The relative success of the implementation of Unicode makes the frequently shoddy implementations of important Web standards like CSS, DOM and XML even more pathetic. A large part of the reason for this difference, I suspect, is that type encoding is largely a system-level technology that needs to be enabled in the operating system before it’s used in browsers or elsewhere. Even though at least two browser developers are also OS vendors, the development teams for the operating systems were probably looking at bigger issues than some silly browser war between Microsoft and Netscape, which is what got us into this Web standards mess in the first place. To be fair, it’s probably conceptually easier to implement Unicode capabilities (a mapping from code to glyph, and the inclusion of enough fonts to cover the space of glyphs) than the glorious power and complexity of the combinatorial system that is CSS.

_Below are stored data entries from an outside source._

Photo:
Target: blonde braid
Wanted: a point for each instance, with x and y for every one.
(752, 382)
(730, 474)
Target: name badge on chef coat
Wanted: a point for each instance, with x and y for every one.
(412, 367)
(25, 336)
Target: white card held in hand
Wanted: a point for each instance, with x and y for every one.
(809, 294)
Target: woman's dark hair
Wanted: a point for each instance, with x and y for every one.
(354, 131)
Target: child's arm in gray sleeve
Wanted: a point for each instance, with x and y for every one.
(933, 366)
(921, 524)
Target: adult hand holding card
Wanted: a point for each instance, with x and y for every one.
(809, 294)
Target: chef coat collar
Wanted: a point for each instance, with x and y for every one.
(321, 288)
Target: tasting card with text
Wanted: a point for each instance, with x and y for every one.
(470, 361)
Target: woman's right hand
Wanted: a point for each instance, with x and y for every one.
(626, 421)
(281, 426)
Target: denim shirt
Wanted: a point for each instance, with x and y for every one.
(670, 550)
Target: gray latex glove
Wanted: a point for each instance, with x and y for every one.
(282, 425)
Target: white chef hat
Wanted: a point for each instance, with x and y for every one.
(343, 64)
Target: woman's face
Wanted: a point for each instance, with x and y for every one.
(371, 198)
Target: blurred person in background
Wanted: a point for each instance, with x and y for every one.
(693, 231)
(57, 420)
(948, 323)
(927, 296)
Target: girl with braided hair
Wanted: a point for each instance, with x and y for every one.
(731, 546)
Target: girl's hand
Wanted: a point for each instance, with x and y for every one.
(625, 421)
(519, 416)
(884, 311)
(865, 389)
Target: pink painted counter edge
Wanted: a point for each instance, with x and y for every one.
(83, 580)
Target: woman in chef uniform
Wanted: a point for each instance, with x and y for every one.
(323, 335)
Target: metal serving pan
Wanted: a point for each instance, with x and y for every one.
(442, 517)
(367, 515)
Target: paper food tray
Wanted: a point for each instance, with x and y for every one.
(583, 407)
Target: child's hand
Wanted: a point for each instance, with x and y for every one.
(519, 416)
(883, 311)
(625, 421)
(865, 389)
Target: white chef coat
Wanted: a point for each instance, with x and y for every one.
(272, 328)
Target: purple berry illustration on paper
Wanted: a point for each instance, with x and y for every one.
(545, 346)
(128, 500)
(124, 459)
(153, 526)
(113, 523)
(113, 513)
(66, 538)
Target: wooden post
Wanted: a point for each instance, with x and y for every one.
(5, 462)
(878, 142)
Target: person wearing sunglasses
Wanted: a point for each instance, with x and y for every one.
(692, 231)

So that’s the good thing – my English-oriented browser can display the non-Roman text in comments made by my readers. This is something that wasn’t possible or easy a few short years ago.

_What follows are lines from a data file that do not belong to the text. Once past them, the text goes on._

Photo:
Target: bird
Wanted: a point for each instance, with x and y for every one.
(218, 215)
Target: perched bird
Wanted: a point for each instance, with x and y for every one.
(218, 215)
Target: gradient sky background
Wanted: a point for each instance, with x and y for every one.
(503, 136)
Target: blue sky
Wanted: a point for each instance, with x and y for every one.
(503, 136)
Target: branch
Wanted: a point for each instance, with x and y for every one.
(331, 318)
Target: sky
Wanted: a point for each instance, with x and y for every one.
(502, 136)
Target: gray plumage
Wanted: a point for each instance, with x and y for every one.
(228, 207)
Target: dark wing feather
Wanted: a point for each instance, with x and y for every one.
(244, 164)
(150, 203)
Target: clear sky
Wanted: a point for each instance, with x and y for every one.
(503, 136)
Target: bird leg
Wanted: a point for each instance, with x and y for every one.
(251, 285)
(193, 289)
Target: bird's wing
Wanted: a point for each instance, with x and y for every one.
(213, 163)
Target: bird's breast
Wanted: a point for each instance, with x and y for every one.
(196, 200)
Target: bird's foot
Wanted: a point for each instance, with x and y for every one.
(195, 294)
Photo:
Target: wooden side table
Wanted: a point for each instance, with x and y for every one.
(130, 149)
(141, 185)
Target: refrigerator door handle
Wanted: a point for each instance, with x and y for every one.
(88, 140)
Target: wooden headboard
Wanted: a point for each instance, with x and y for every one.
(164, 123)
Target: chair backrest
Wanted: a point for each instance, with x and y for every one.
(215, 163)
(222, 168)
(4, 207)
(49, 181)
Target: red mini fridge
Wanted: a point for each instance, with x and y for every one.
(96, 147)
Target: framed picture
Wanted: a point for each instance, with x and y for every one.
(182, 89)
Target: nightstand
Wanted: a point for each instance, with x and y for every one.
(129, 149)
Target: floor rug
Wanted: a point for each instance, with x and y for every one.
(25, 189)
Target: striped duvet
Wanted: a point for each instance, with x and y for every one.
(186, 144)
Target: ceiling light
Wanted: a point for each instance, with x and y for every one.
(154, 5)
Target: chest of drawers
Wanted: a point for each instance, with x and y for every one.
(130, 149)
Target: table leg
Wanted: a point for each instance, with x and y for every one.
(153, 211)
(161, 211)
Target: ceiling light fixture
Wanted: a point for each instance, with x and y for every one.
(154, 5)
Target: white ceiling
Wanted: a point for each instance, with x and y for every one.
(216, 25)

And yet there’s something about this state of affairs that bothers me. Maybe it’s not actually a bad thing, but it does give me pause. You see, I can’t read and understand the non-English blog postings referring to MacEdition’s resources, but the people who posted those links clearly can read those resources, which are all in English. (Some of my columns have been translated into Spanish, courtesy of faq-mac, but not the resources.)

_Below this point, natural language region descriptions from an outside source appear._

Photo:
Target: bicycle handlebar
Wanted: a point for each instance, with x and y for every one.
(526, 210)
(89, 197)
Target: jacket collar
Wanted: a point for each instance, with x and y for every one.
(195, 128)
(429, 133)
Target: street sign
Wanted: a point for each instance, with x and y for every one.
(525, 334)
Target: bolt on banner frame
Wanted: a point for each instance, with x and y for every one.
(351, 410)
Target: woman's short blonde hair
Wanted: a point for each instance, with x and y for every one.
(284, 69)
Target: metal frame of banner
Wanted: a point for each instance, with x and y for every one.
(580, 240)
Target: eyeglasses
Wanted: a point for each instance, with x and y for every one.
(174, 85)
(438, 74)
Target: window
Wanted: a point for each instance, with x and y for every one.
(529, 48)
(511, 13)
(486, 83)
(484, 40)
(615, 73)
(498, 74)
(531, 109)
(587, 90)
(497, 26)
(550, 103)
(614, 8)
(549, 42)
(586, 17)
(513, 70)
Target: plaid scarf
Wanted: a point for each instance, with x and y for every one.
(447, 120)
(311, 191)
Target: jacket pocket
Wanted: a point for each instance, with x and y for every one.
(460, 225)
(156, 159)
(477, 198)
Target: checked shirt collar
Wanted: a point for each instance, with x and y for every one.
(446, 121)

For all the efforts going into internationalization (see, spelt with a “z” even though as an Australian I should spell it with an “s”) , the brutal truth is that no Web site is going to be produced in more than a couple of dozen languages at once, and those being only the sites of governments, international organisations or large companies. English has become the new lingua franca of international relations, with even French losing ground in diplomatic circles.
This state of affairs gives me pause for a number of reasons. First, I can write my columns, resources, academic research papers and anything else in English, with the presumption that people can read it in English without translation. This puts native speakers at an advantage in the realm of ideas that we don’t necessarily deserve on our other abilities alone.
Moreover, it accelerates the process of language loss that we’ve seen over the past couple of centuries, and will continue to see. (For although I don’t subscribe to the whole argument of Andrew Dalby in his book Language in Danger, I do wonder if we aren’t losing something important as minority languages disappear.)
Finally, it skews the information flow. The process of opening and globalization has had many positive effects – just look at the rise in living standards in South Korea or the fall in poverty rates in China and India. The Internet is part of that: information now flows more freely and cheaply than ever before. But it’s almost all one-way. Sure, now people all over the world can read the New York Times, Washington Post or the BBC News site. But Americans (and Australians) don’t generally read Le Monde, Frankfurter Allgemeine Zeitung (except the weekly English version) or Asahi Shimbun (ditto).
And if you don’t think that matters, something really has gotten lost in the translation.